A new television show is about to give New York City private schools the kind of attention students, parents, and administrators say they despise.

Among the scenes in the pilot episode of “Gossip Girl,” a series about life at single-sex Upper East Side private schools: A girl in a tiny dress twirls atop a bar, creating a Marilyn Monroe effect that delights a boy seated below her; the same girl, one year later, swirls martinis at a hotel lounge on a school night, solo and sorry for herself; two boys smoke marijuana in Central Park, debating the burdensome expectations their affluence brings; one of those boys sexually assaults first one girl, then another, both made vulnerable by a few too many glasses of Champagne. Sexy variations on schoolgirl (and boy) uniforms are rampant, but in none of the scenes do the students actually spend time in class.

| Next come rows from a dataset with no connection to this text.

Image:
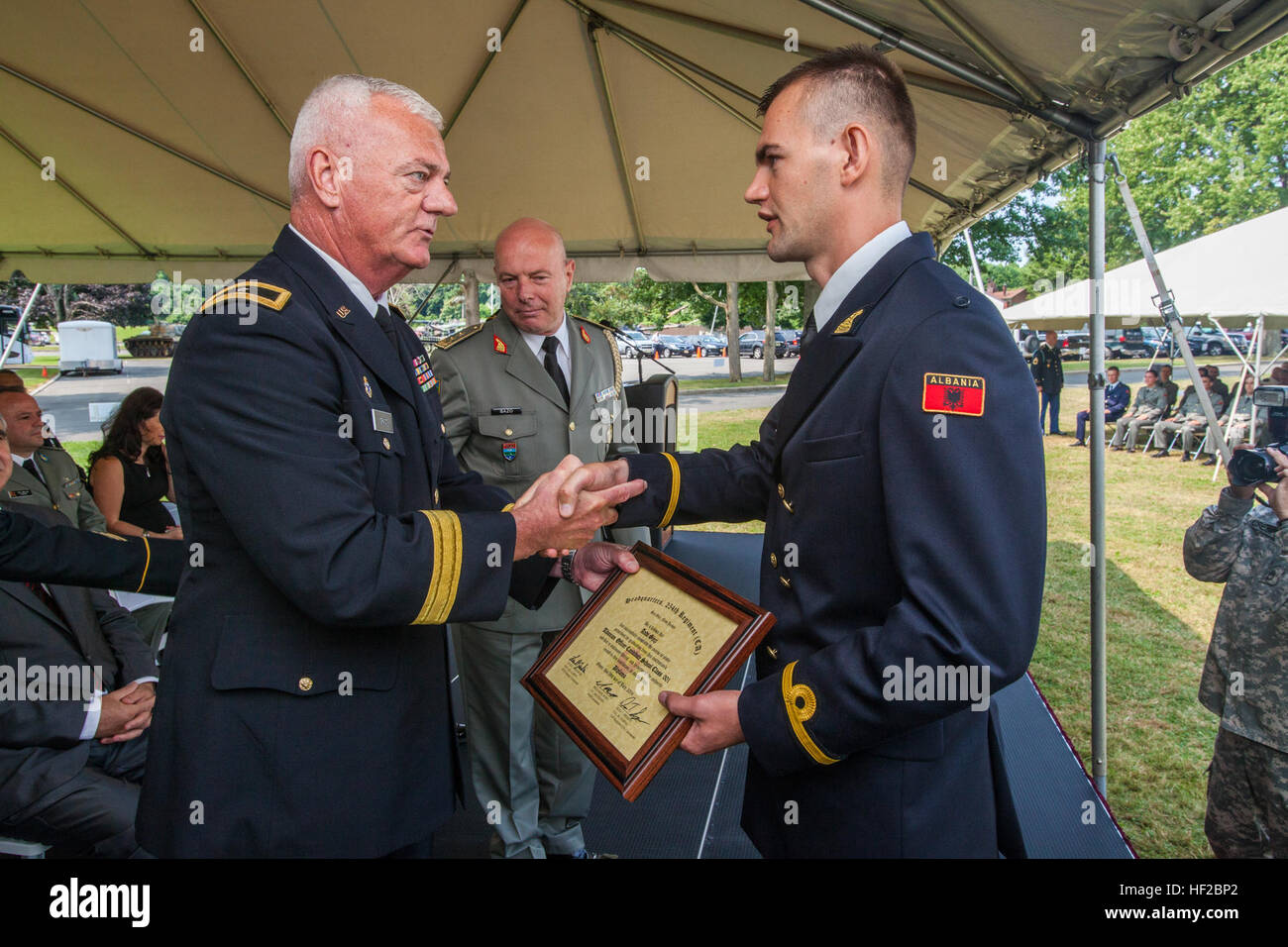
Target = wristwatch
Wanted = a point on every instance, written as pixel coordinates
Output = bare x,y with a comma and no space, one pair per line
566,565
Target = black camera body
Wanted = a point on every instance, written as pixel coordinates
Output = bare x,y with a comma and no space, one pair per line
1254,466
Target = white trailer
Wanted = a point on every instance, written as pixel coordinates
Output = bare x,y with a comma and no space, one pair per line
86,346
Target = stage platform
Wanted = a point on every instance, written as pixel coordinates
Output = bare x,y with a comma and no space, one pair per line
692,806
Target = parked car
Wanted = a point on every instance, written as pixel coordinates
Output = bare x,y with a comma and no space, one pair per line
794,342
673,346
711,344
631,342
754,344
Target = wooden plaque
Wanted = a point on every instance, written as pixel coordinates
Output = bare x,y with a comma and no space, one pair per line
665,628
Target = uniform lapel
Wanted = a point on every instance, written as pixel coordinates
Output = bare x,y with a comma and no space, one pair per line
522,363
844,335
22,479
579,357
348,317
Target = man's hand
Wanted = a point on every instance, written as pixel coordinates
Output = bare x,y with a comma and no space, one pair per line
541,527
593,476
715,719
592,564
127,712
1275,495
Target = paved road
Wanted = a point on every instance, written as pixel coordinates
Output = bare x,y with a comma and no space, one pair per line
65,399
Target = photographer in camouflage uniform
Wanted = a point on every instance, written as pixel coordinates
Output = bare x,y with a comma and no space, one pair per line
1245,673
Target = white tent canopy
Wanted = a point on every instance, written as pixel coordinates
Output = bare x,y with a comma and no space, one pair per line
154,134
1229,274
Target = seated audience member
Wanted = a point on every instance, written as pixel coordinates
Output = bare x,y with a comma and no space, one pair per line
72,749
1150,403
1117,398
1240,421
44,475
1218,384
130,472
1189,421
1170,388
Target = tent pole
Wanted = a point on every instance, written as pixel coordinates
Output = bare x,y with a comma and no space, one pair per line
17,329
974,261
1096,438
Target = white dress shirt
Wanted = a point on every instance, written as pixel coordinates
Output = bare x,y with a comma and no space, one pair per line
362,294
562,354
854,269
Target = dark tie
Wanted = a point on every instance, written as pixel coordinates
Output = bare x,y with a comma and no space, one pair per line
386,324
550,346
30,467
810,331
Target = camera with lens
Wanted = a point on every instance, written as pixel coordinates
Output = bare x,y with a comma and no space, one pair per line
1254,466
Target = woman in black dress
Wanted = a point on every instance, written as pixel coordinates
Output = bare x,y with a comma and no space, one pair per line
130,472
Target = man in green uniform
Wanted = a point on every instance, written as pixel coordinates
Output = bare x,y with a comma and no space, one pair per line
519,392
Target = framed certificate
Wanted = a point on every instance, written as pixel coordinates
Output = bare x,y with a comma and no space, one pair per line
665,628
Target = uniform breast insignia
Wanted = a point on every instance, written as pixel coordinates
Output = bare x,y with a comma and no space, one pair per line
848,322
252,291
952,394
424,372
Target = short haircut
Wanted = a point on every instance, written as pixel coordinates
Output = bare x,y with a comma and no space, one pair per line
858,84
335,106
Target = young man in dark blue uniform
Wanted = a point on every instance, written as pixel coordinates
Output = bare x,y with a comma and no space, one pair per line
304,707
902,486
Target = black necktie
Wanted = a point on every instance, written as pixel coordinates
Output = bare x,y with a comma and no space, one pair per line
810,331
550,346
30,467
386,322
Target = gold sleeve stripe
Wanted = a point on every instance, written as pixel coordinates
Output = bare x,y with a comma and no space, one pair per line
445,579
675,492
147,561
800,712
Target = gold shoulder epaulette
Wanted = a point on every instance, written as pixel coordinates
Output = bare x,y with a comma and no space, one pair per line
248,291
459,337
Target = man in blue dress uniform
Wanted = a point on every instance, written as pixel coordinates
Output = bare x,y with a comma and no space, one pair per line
902,486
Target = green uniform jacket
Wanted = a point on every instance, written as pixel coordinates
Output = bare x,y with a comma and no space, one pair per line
64,491
507,423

Based on a book series that has topped best-seller lists several times, selling 4.5 million copies, the television premiere of “Gossip Girl” is reigniting a debate over how accurately the series depicts life on the Upper East Side.

“There are parallels,” a 2007 graduate of the Spence School, Mina Beveney, said after watching the pilot, which will air September 19 on the CW network.

Students said several schools have imposed bans on speaking to the press after unflattering depictions of the schools. Nightingale-Bamford is the alma mater of the “Gossip Girl” books’ original author, Cecily von Ziegesar.

Several young Upper East Siders said that having loved the books, they are anxiously awaiting CW’s “Gossip Girl.”

The show opens with the return of the blonde hero, Serena van der Woodsen, to Manhattan from boarding school — an arrival that a narrator says promises to upend the world at the fictional Constance Billard (for girls) and St. Jude’s (for boys) schools. The narrator, who it turns out is the anonymous Gossip Girl, author of a blog on her peers’ social lives, then signs off with a bewitching “XOXO.”

The popular e-mail signoff is never said out loud in real life, according to students interviewed by The New York Sun. “You’d sound like a dumb person,” Miss Beveney said.

Later the television girls are shown sitting on the steps of the Metropolitan Museum of Art in their Constance Billard uniforms, plaid skirts just above their knees.

On the steps, the girls hold invitations for a party called “Kiss On The Lips.”

At the party, complimentary champagne flowed as teenagers danced, some text-messaging to the beat.

Neither of the shows’ creators, Josh Schwartz and Stephanie Savage — who also produced the popular Fox drama “The O.C.” about young people in Orange County, California — are from New York City, Ms. Savage said.

So they researched. Ms. Savage said she spent two weeks in the city, where she interviewed between six and 10 girls. The books’ editor, Cynthia Eagen, said that their author, Ms. von Ziegesar, also aims for realism, drawing on her own experience and sometimes eavesdropping on teenagers around the city.

A 2007 Spence graduate, Kathryn Arffa, who has read the books, said the series blots out a large part of her life: academics. She said she is dreading the television show. “People associate it with my life, and my life is nothing like that,” she said. “I live nothing like Serena van der Woodsen.”

Ms. Savage said she heard similar criticisms of the Gossip Girl books from the girls she interviewed. She said future episodes will feature time in actual classrooms, including an episode about a phenomenon called “Ivy Week,” where Ivy League admissions officers will visit a school, to students’ terror.

Miss Beveney, who grew up in Queens and commuted to Spence, said the light focus on academics was misleading. “I don’t understand how they’re glamorously not doing five hours of homework a night,” she said.

Miss Beveney said she does not plan to watch the show regularly. “It will rot your brain,” she said. But she said she did find the pilot entertaining.

“I’d watch it if there was nothing else on,” she said.